Następne w kolejce było oparcie – również z zastosowaniem ściegu krytego. Tutaj wspomogliśmy się pinezkami, żeby ładnie uformować brzegi fotela. Aby wzmocnić plecy siedziska pod materiałem przybiliśmy tekturę.
Bardzo zadowoleni z efektu zabraliśmy się za montaż ram. No i….. klops! Zapomnieliśmy, że trzeba je zamontować zanim zszyje się boki oparcia bo nakrętki przykręcane są wewnątrz konstrukcji oparcia i chowają się pod materiałem. No to prujemy… 😛
 

Po zamontowaniu drewnianych ram, i ponownym zszyciu pozostało już tylko przymocować podbitkę od spodu, aby zakryć wnętrze fotela i voilà!

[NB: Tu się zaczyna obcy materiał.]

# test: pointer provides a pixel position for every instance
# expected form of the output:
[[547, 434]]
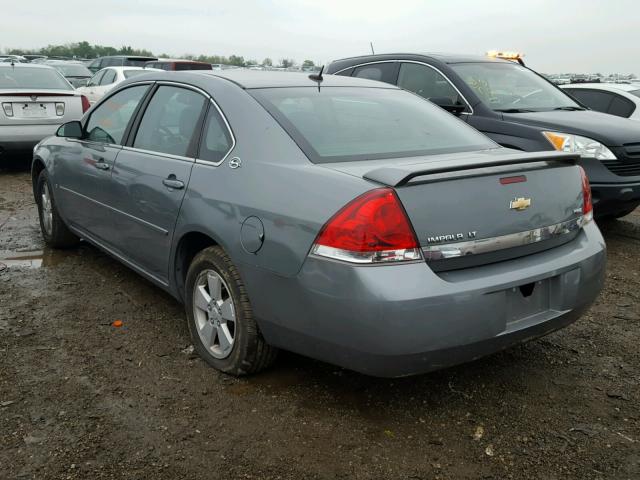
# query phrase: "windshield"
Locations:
[[337, 124], [73, 70], [509, 87], [17, 78]]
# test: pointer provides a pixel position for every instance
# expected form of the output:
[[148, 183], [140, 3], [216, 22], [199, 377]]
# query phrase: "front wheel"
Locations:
[[54, 231], [220, 318]]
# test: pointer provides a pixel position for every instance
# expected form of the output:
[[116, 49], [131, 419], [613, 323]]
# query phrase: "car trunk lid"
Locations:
[[471, 209]]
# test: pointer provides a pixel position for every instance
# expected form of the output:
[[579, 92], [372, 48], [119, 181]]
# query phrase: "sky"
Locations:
[[556, 36]]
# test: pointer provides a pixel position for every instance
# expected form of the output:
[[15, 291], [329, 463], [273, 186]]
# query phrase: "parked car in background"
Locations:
[[75, 72], [620, 99], [519, 109], [118, 61], [107, 78], [340, 218], [170, 64], [36, 100]]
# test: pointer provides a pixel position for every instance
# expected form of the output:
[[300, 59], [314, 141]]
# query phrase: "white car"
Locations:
[[620, 99], [107, 78], [34, 101]]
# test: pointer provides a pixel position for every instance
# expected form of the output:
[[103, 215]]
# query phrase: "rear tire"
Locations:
[[54, 231], [220, 318]]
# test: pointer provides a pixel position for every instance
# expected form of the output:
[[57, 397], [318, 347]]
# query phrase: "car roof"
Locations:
[[265, 79], [625, 87], [443, 57]]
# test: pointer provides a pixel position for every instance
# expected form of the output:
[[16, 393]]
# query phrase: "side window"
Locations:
[[426, 82], [621, 107], [383, 72], [95, 80], [216, 141], [108, 78], [594, 99], [109, 121], [170, 121]]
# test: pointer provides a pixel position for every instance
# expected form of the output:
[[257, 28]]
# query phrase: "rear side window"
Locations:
[[383, 72], [594, 99], [338, 124], [216, 139], [110, 119], [621, 107], [108, 78], [169, 122], [426, 82], [26, 78]]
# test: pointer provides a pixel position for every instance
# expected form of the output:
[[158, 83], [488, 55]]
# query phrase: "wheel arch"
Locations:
[[187, 247]]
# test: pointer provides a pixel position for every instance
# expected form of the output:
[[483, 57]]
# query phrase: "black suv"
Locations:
[[119, 61], [519, 109]]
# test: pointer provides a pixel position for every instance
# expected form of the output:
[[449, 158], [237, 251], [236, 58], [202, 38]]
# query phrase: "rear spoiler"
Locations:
[[401, 175]]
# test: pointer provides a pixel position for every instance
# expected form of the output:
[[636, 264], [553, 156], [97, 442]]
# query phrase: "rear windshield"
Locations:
[[193, 66], [133, 73], [73, 70], [339, 124], [32, 78]]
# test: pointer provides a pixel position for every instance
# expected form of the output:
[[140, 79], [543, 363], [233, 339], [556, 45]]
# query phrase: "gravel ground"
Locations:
[[81, 399]]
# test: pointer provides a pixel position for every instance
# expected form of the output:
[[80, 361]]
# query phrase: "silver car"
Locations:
[[36, 100], [336, 217]]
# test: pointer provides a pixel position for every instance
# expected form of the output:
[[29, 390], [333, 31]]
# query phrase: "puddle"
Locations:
[[31, 259]]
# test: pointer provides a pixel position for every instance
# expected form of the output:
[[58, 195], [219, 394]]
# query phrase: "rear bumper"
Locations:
[[610, 199], [22, 138], [403, 320]]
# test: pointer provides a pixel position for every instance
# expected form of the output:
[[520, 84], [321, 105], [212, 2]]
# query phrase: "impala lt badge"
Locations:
[[520, 203]]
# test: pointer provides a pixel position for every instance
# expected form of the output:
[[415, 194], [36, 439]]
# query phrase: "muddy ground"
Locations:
[[81, 399]]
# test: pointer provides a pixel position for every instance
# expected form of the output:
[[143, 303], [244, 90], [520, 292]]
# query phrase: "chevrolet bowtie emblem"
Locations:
[[520, 203]]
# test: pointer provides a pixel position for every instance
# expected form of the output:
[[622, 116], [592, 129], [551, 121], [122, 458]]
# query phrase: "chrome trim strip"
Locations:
[[470, 112], [493, 244], [139, 220], [157, 154]]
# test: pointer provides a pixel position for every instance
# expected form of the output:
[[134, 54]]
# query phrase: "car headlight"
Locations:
[[586, 147]]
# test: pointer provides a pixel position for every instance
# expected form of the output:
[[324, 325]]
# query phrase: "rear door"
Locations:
[[83, 167], [151, 175]]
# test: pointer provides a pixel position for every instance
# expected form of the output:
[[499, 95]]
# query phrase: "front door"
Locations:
[[150, 177], [85, 166]]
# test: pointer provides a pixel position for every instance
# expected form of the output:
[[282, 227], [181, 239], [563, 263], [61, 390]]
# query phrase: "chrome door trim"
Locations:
[[494, 244], [139, 220], [470, 112]]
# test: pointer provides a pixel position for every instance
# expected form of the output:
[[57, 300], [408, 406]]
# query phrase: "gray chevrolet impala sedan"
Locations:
[[336, 217]]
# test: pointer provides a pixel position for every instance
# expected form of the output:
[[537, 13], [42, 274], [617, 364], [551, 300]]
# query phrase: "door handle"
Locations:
[[172, 182], [100, 165]]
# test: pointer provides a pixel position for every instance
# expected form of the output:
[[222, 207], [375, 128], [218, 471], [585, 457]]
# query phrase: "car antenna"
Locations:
[[317, 77]]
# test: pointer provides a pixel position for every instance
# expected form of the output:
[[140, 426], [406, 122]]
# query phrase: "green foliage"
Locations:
[[81, 50]]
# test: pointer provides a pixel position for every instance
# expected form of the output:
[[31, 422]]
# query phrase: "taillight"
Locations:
[[85, 103], [587, 202], [373, 228]]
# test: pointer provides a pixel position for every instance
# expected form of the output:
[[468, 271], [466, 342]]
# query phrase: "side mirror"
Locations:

A tak wyglądał przed meblozmianką ;)

Demontaż drewnianej ramy i rozbiórka warstw obiciowych.

Cyklinowanie i szlifowanie drewnianych elementów ramy fotela.

Wykańczanie drewnianej ramy lakierobejcą w kolorze 'dąb'. Aplikacja za pomocą bawełnianych kłębków.

Obijanie siedziska. Na zdjęciu widoczna krawędź jeszcze przed zszyciem ściegiem krytym.

Chwila zwątpienia ;)

Mocowanie ramy do siedziska.

Zszywanie boku oparcia ściegiem krytym za pomocą półokrągłej igły.

Montowanie podbitki od spodu fotela.